A 2021 All-WCC and the 2020 WCC Tournament MVP, Joel Ayayi had a successful 3 years at Gonzaga. As a junior, the Frenchman averaged 12 PPG, 7 RPG, 2.7 APG, 1.1 SPG, 0.2 BPG, and 1.4 TOPG on shooting splits of 58/39/78. Below is his full scouting report:
Name: Joel Ayayi
Height/Weight: 6’5 / 180
Wingspan/ standing reach: N/A
Hand size: N/A
College/ country: Gonzaga
Tools: P&R prowess, length, defense
- Plus vision
- Excellent frame for a guard
- Active hands defensively
- Navigates around screens well both as a scorer and playmaker
- Strong cutter
- Great rebounder for a guard
- Good finisher at the rim
- Needs to continue refining jump shot form
- Nonexistent shooter off the dribble
- Struggles going left
- Needs to continue adding weight
Joel Ayayi is a tall point guard with defensive prowess, as well as finishing ability, cutting, pick & roll excellence, and overall playing bigger than his size as a point guard. Defensively, Ayayi has length, mobility, and versatility at 6’5 to both stay in front of his man and be an overall positive defender. On the offensive end, Ayayi has a lot of swing skills that would need to go his way to pan out in the NBA. He is unable to hit pull-up jumpers, and his shot can be inconsistent as a spot up shooter, which is a core off-ball role. The other key area for Ayayi to maintain consistent success is developing his left hand, both as a ball-handler and a finisher. Ayayi often unnecessarily goes out of his way to finish with his right hand when he has the easy look for his left hand, which is a habit that will help him maintain his absurd 75% shooting at the rim. Ayayi could be a useful role player off the bench in virtually any lineup due to his elite cutting ability.

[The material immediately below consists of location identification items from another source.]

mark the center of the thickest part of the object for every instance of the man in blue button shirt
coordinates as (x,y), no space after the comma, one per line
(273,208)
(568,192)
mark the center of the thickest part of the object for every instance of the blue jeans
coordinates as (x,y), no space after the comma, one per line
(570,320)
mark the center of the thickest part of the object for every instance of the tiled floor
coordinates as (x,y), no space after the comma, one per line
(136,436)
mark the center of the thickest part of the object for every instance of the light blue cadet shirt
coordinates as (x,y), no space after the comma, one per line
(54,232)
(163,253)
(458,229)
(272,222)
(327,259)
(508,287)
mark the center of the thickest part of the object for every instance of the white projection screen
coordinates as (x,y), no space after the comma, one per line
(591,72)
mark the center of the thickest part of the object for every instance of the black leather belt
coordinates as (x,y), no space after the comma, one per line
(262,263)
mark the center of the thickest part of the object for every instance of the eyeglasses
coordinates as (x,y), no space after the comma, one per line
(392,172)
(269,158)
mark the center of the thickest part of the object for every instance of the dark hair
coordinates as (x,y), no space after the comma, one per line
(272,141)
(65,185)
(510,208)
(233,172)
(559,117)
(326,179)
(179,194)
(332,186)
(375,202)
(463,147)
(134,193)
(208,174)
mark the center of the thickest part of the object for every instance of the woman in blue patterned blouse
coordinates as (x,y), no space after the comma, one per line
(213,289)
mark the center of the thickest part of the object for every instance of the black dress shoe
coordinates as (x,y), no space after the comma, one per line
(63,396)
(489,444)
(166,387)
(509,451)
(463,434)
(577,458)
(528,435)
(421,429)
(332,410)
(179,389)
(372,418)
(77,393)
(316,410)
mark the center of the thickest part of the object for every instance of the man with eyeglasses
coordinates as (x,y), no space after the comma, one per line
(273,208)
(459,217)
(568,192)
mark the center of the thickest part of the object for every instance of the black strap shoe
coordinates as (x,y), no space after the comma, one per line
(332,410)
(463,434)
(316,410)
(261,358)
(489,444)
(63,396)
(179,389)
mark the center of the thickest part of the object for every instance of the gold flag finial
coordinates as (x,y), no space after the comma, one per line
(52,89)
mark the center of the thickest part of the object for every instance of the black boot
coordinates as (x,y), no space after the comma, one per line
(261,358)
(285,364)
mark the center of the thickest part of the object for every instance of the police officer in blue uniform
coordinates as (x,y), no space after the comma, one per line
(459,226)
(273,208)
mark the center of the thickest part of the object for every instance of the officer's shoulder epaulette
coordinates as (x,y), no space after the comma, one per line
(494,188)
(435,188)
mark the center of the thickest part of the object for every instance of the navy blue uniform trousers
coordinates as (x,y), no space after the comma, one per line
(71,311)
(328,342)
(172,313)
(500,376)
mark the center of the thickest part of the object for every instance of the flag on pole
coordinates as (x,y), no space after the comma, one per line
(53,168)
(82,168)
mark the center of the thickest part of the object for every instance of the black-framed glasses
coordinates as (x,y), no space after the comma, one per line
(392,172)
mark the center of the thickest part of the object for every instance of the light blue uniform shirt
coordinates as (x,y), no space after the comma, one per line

Similar to: Mardy Collins, Frank Ntilikina
Projected draft range: 45- undrafted
Expected Role: Two-way guard that runs a bench unit, primarily out of the P&R.
Unplayable if: Jump shooting doesn’t translate, and his struggles going left hold him back as a plus finisher.
Exceeds expectations if: Jump shooting translates, even if only the spot-up shooting is what carries over to the NBA.